Jonas explained that you may not know of a pattern, but you want to find one, and that many might be interesting but they don't always matter. In the casino example, bad guys are looking to perform channel separation by mixing and matching, people, places, and things, but the casino needs to do channel consolidation to aggregate information and determine an immediate course of action.

Another example is the interest in analyzing social media data. Jonas contends that if you can't count, you can't predict--for example, a government watching for a SARS outbreak needs to comingle channels to better ascertain geolocation as well as the gravity of the data. Counting and pattern matching the data leads to better decision making.

From a recent Jonas blog post:

The single most fundamental capability required to make a sensemaking system is the system's ability to recognize when multiple references to the same entity (often from different source systems) are in fact the same entity. For example, it is essential to understand the difference between three transactions carried out by three people versus one person who carried out all three transactions.

Without the ability to determine when entities are the same, it quickly becomes clear that sensemaking is all but impossible.

And, according to Jonas, the more data the better. If you can reduce the number of puzzle pieces with solid blocks you are able to eliminate noise, however, systems need to be smart enough to re-examine themselves and determine if information that was discounted is now valuable.

Data visualization certainly helps with sense-making but it's the ability to consolidate the channels and have non-obvious relationship awareness to determine threats--inside and outside.

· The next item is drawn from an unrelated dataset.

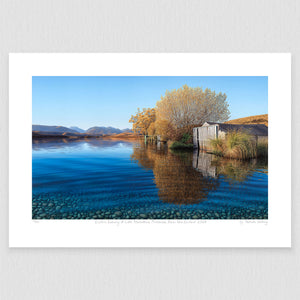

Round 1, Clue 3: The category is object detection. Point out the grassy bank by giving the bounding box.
[211,131,268,160]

At the moment the majority of this type of analytical software is on-premise but will move to the cloud as soon as IT staff and large corporations become totally comfortable with the privacy and data integrity issues. After all, you don't want your entire trail of GPS movements to be exposed to the entire Internet or hackers who might use the data against you.

That said, the amount of data coming from cloud-based and mobile systems is growing exponentially, and the ability to process the data at the edge, is another way to get the best possible real-time analytics to be able to look back on decisions and analysis in the past and ensure accuracy and reliability.